Le cinéma algérien à travers les affiches à Tunis

Le cinéma algérien était tellement connu qu'il suffit de le montrer en affiche, c'est ce qui s'est passé récemment en Tunisie où une exposition des ´´Affiches de films algériens´´ a été organisée à la Cinémathèque tunisienne, à travers l'affiche du film gagnant de la Palme d'or au festival de Cannes 1975, ´´Chronique des années de braise´´ du réalisateur Mohamed Lakhdar Hamina.
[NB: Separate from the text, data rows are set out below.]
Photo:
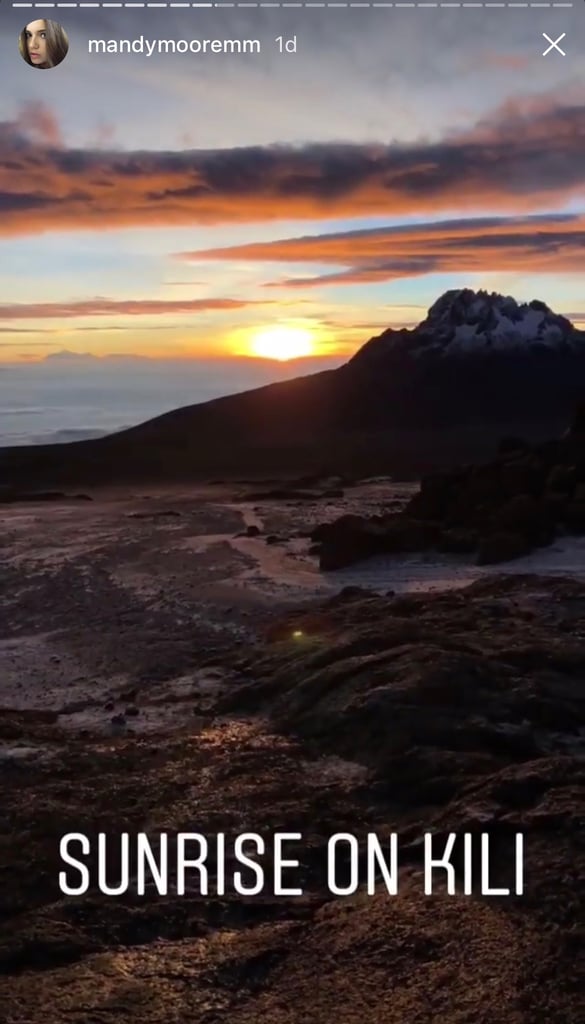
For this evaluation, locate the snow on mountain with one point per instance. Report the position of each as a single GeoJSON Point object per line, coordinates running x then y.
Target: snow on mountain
{"type": "Point", "coordinates": [466, 323]}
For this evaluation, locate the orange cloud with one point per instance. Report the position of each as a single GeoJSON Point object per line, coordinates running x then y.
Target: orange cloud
{"type": "Point", "coordinates": [111, 307]}
{"type": "Point", "coordinates": [546, 244]}
{"type": "Point", "coordinates": [526, 156]}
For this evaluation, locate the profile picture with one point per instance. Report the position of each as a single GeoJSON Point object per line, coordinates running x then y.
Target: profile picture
{"type": "Point", "coordinates": [43, 43]}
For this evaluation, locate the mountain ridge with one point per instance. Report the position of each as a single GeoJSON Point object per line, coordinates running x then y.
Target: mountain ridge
{"type": "Point", "coordinates": [479, 366]}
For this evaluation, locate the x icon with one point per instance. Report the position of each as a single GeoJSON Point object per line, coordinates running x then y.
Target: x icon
{"type": "Point", "coordinates": [554, 45]}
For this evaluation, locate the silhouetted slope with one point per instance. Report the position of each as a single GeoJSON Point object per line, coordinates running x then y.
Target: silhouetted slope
{"type": "Point", "coordinates": [478, 366]}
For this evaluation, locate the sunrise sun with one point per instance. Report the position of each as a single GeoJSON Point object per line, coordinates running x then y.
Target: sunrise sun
{"type": "Point", "coordinates": [283, 342]}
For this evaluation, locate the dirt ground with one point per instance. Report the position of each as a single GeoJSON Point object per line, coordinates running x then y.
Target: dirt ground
{"type": "Point", "coordinates": [160, 673]}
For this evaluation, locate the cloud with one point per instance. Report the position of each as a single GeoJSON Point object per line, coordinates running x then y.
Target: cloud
{"type": "Point", "coordinates": [526, 156]}
{"type": "Point", "coordinates": [545, 244]}
{"type": "Point", "coordinates": [113, 307]}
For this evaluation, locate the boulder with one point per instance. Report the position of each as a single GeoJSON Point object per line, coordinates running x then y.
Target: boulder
{"type": "Point", "coordinates": [459, 541]}
{"type": "Point", "coordinates": [502, 547]}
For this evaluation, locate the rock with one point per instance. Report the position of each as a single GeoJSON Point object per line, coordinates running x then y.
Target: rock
{"type": "Point", "coordinates": [459, 541]}
{"type": "Point", "coordinates": [351, 539]}
{"type": "Point", "coordinates": [560, 479]}
{"type": "Point", "coordinates": [502, 548]}
{"type": "Point", "coordinates": [523, 476]}
{"type": "Point", "coordinates": [527, 516]}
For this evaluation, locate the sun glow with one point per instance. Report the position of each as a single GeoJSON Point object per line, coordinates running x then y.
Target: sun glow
{"type": "Point", "coordinates": [283, 342]}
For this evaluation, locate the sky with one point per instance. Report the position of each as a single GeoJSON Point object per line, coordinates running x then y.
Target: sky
{"type": "Point", "coordinates": [220, 205]}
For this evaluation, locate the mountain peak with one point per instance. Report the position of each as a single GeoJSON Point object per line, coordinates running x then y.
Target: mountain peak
{"type": "Point", "coordinates": [463, 322]}
{"type": "Point", "coordinates": [466, 322]}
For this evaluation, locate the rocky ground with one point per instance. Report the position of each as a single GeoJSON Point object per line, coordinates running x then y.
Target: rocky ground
{"type": "Point", "coordinates": [495, 511]}
{"type": "Point", "coordinates": [152, 682]}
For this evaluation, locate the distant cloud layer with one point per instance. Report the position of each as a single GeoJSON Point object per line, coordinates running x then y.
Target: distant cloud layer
{"type": "Point", "coordinates": [527, 156]}
{"type": "Point", "coordinates": [545, 244]}
{"type": "Point", "coordinates": [114, 307]}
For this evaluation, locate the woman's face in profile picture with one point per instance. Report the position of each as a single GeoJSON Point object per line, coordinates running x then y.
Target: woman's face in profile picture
{"type": "Point", "coordinates": [37, 42]}
{"type": "Point", "coordinates": [43, 43]}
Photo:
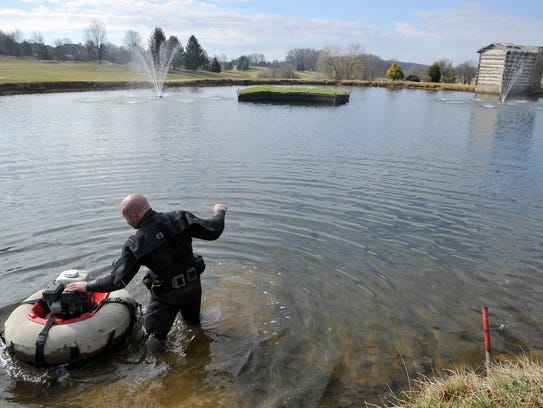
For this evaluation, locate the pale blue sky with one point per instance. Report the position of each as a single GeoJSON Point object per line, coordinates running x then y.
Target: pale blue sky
{"type": "Point", "coordinates": [413, 30]}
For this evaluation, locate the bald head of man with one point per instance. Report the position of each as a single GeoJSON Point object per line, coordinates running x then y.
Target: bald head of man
{"type": "Point", "coordinates": [133, 207]}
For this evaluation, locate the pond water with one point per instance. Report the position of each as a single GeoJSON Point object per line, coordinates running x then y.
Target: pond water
{"type": "Point", "coordinates": [360, 245]}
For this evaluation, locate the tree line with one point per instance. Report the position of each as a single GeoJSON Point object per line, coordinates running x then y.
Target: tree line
{"type": "Point", "coordinates": [350, 63]}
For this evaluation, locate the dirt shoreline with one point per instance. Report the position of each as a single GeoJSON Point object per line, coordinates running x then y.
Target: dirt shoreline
{"type": "Point", "coordinates": [82, 86]}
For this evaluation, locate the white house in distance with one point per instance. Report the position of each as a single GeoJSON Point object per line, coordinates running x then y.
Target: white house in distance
{"type": "Point", "coordinates": [510, 68]}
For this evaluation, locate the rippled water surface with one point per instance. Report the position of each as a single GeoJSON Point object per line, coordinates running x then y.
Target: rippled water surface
{"type": "Point", "coordinates": [360, 244]}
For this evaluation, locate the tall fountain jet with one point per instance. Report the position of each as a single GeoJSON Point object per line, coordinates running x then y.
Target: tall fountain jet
{"type": "Point", "coordinates": [157, 65]}
{"type": "Point", "coordinates": [511, 76]}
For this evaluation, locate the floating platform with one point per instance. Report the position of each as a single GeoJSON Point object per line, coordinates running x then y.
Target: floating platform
{"type": "Point", "coordinates": [290, 95]}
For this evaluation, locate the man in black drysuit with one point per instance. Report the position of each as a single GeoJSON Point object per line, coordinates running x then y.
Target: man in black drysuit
{"type": "Point", "coordinates": [163, 243]}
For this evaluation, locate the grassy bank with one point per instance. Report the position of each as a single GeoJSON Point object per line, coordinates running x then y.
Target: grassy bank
{"type": "Point", "coordinates": [510, 384]}
{"type": "Point", "coordinates": [31, 76]}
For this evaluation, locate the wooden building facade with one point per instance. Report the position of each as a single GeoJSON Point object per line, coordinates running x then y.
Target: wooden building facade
{"type": "Point", "coordinates": [510, 69]}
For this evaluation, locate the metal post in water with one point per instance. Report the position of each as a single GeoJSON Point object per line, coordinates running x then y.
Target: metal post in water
{"type": "Point", "coordinates": [486, 329]}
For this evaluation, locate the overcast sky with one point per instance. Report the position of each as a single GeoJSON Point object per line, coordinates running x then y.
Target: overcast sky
{"type": "Point", "coordinates": [411, 31]}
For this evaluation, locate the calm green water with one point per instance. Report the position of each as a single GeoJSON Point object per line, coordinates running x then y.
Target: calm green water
{"type": "Point", "coordinates": [361, 242]}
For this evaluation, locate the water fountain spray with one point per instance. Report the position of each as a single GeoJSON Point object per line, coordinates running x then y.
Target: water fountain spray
{"type": "Point", "coordinates": [157, 68]}
{"type": "Point", "coordinates": [511, 76]}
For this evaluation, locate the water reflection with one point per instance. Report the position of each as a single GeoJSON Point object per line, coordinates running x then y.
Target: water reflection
{"type": "Point", "coordinates": [361, 243]}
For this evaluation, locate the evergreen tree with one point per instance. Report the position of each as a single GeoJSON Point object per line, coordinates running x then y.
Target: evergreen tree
{"type": "Point", "coordinates": [215, 66]}
{"type": "Point", "coordinates": [195, 56]}
{"type": "Point", "coordinates": [395, 72]}
{"type": "Point", "coordinates": [175, 51]}
{"type": "Point", "coordinates": [155, 42]}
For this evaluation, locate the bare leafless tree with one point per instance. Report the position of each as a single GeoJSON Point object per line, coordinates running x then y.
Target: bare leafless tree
{"type": "Point", "coordinates": [95, 40]}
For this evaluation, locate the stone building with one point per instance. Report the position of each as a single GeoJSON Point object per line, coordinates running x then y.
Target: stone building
{"type": "Point", "coordinates": [509, 69]}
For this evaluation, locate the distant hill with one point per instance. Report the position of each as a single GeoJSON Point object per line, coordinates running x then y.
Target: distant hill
{"type": "Point", "coordinates": [408, 68]}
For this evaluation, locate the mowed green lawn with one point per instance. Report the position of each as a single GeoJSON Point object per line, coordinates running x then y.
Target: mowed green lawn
{"type": "Point", "coordinates": [22, 70]}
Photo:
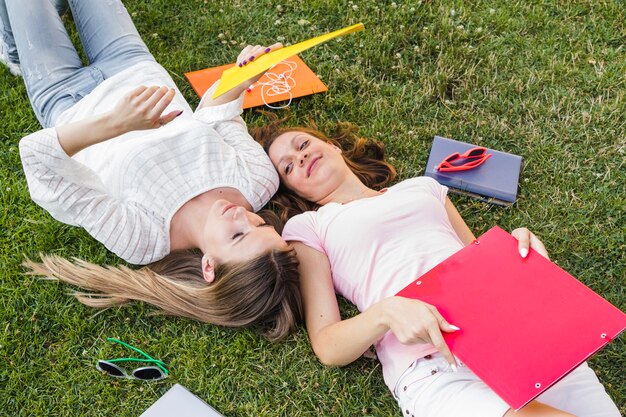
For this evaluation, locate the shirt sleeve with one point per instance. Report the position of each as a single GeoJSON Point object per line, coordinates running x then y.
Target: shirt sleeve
{"type": "Point", "coordinates": [74, 194]}
{"type": "Point", "coordinates": [302, 228]}
{"type": "Point", "coordinates": [226, 111]}
{"type": "Point", "coordinates": [433, 187]}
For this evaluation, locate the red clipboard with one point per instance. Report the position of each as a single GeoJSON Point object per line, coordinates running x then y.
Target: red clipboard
{"type": "Point", "coordinates": [525, 323]}
{"type": "Point", "coordinates": [301, 81]}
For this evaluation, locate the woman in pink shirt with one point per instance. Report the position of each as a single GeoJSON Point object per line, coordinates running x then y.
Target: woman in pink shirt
{"type": "Point", "coordinates": [366, 243]}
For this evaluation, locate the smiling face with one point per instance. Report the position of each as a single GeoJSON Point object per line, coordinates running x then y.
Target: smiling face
{"type": "Point", "coordinates": [234, 234]}
{"type": "Point", "coordinates": [310, 167]}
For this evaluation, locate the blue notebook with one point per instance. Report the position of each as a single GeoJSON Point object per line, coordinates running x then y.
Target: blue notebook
{"type": "Point", "coordinates": [494, 181]}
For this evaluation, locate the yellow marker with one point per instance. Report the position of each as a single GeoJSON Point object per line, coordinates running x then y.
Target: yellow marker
{"type": "Point", "coordinates": [234, 76]}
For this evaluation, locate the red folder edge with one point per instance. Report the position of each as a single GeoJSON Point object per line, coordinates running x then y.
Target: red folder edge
{"type": "Point", "coordinates": [525, 322]}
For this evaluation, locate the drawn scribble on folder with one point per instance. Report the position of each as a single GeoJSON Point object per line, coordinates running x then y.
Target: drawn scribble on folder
{"type": "Point", "coordinates": [297, 80]}
{"type": "Point", "coordinates": [234, 76]}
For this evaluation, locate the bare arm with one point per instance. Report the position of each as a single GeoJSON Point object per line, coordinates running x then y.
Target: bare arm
{"type": "Point", "coordinates": [463, 232]}
{"type": "Point", "coordinates": [525, 237]}
{"type": "Point", "coordinates": [339, 342]}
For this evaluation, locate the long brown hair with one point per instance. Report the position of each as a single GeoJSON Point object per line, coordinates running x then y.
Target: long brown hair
{"type": "Point", "coordinates": [262, 292]}
{"type": "Point", "coordinates": [365, 157]}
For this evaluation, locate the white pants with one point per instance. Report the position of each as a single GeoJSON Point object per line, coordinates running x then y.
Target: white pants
{"type": "Point", "coordinates": [429, 388]}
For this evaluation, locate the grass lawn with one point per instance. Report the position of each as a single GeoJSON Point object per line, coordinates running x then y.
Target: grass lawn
{"type": "Point", "coordinates": [545, 80]}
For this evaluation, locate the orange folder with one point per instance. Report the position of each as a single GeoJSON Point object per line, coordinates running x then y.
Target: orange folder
{"type": "Point", "coordinates": [297, 78]}
{"type": "Point", "coordinates": [525, 323]}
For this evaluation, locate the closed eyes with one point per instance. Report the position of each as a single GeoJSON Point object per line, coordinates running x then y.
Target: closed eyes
{"type": "Point", "coordinates": [289, 167]}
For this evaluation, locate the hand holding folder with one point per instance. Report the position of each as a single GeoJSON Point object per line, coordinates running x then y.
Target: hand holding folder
{"type": "Point", "coordinates": [525, 323]}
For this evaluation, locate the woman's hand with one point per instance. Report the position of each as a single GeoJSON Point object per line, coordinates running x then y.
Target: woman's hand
{"type": "Point", "coordinates": [413, 322]}
{"type": "Point", "coordinates": [528, 240]}
{"type": "Point", "coordinates": [143, 108]}
{"type": "Point", "coordinates": [250, 53]}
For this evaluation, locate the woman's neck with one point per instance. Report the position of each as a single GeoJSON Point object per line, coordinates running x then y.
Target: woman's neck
{"type": "Point", "coordinates": [349, 191]}
{"type": "Point", "coordinates": [188, 223]}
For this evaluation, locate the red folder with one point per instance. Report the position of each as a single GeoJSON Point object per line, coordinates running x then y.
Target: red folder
{"type": "Point", "coordinates": [525, 323]}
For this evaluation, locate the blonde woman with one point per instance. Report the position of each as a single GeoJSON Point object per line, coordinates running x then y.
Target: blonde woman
{"type": "Point", "coordinates": [122, 155]}
{"type": "Point", "coordinates": [367, 242]}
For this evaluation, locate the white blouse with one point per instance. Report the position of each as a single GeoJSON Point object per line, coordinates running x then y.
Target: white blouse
{"type": "Point", "coordinates": [124, 191]}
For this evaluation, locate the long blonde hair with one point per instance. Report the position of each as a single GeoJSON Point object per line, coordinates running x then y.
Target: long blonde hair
{"type": "Point", "coordinates": [262, 292]}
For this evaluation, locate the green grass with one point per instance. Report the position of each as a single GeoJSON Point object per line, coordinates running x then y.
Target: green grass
{"type": "Point", "coordinates": [545, 80]}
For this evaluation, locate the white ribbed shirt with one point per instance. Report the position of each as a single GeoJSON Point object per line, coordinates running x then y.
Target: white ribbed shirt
{"type": "Point", "coordinates": [124, 191]}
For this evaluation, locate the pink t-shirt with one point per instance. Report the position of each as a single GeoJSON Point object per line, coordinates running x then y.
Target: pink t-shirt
{"type": "Point", "coordinates": [376, 246]}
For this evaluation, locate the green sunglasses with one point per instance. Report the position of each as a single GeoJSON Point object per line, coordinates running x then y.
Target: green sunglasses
{"type": "Point", "coordinates": [147, 373]}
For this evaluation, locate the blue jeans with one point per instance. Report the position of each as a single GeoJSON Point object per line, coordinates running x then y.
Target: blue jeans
{"type": "Point", "coordinates": [54, 74]}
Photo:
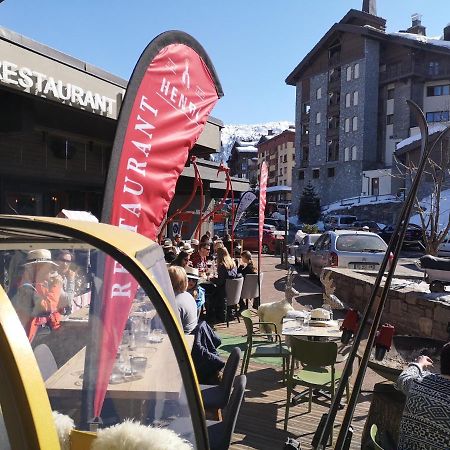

L'exposition, dont l'ouverture au public a coïncidé avec la célébration, de la fête de l'indépendance algérienne le 5 Juillet, a présenté une variété d'affiches de films comme ´´La bataille d'Alger´´ du réalisateur italien Gillo Pontecovo, une fiction de 121mn sortie en 1966. Outre les nombreux prix remportés à l'échelle internationale, ce film est le seul dans l'histoire des Oscars à être nominé durant deux années non consécutives, pour la catégorie du meilleur film en langue étrangère. Le film de Mohamed Lakhdar Hamina, depuis sa nomination à Cannes, demeure la seule oeuvre cinématographique de la région africaine et arabe à avoir remporté la plus haute distinction du prestigieux festival international. Le réalisateur Mohamed Lakhdar Hamina est parmi les réalisateurs qui se sont distingués dans ce genre de films sur la lutte pour l'indépendance. Autour de ce même thème, il tourne son dernier film ´´Crépuscule des ombres´´, présenté à l'ouverture du ´´Focus Algérie´´ aux JCC 2017 en présence de son fils Malik Lakhdhar Hamina, coscénariste et directeur artistique du film. L'Algérie reste aussi parmi les trois pays africains à avoir remporté l'Oscar du meilleur film étranger, aux côtés de l'Afrique du Sud et de la Côte d'Ivoire. Les films de Rachid Bouchareb demeurent aussi les principaux films de la cinématographie algérienne avec notamment ´´Bâton rouge´´ (1985), ´´Cheb´´ (1991) et ´´Hors la loi´´ (2010). Des affiches du réalisateur et producteur franco-algérien Rachid Bouchareb qui a à son actif plusieurs films de fiction du genre longs et courts-métrages dont les plus récents ´´La voie de l'ennemi´´ et ´´Le flic de Belleville.´´
Une autre affiche est celle de ´´Vivre au paradis´´ (1997), une fiction qui a notamment remporté le Tanit d'or des Journées cinématographiques de Carthage (JCC). Ce film est l'oeuvre de Boualem Guerdjou, réalisateur scénariste et acteur français d'origine algérienne. A l'Affiche de ´´Moissons d'acier´´, fiction du réalisateur Ghaouti Bendeddouche, est visible le portrait de l'actrice tunisienne Zohra Faïza dans ce film datant de 1983.
Le cinéma algérien avait commencé avec la guerre de la Libération nationale. Le premier film a été ´´Djamila´´, oeuvre de l'Egyptien Youssef Chahine réalisée en hommage aux héros de l'indépendance de l'Algérie proclamée le 5 Juillet 1962. Pour les trois décennies ayant suivi l'indépendance du pays, plusieurs films ont fait la gloire du cinéma algérien. Des films qui, généralement, abordent ce thème douloureux de l'Histoire, le colonialisme français et ses séquelles après des atrocités vécues durant plus d'un siècle. Ce sont des films qui reprennent cet épisode sombre ayant pris fin par la libération du pays et un bilan lourd en pertes humaines, ce qui a valu à l'Algérie l'appellation du pays d'un million et demi de martyrs.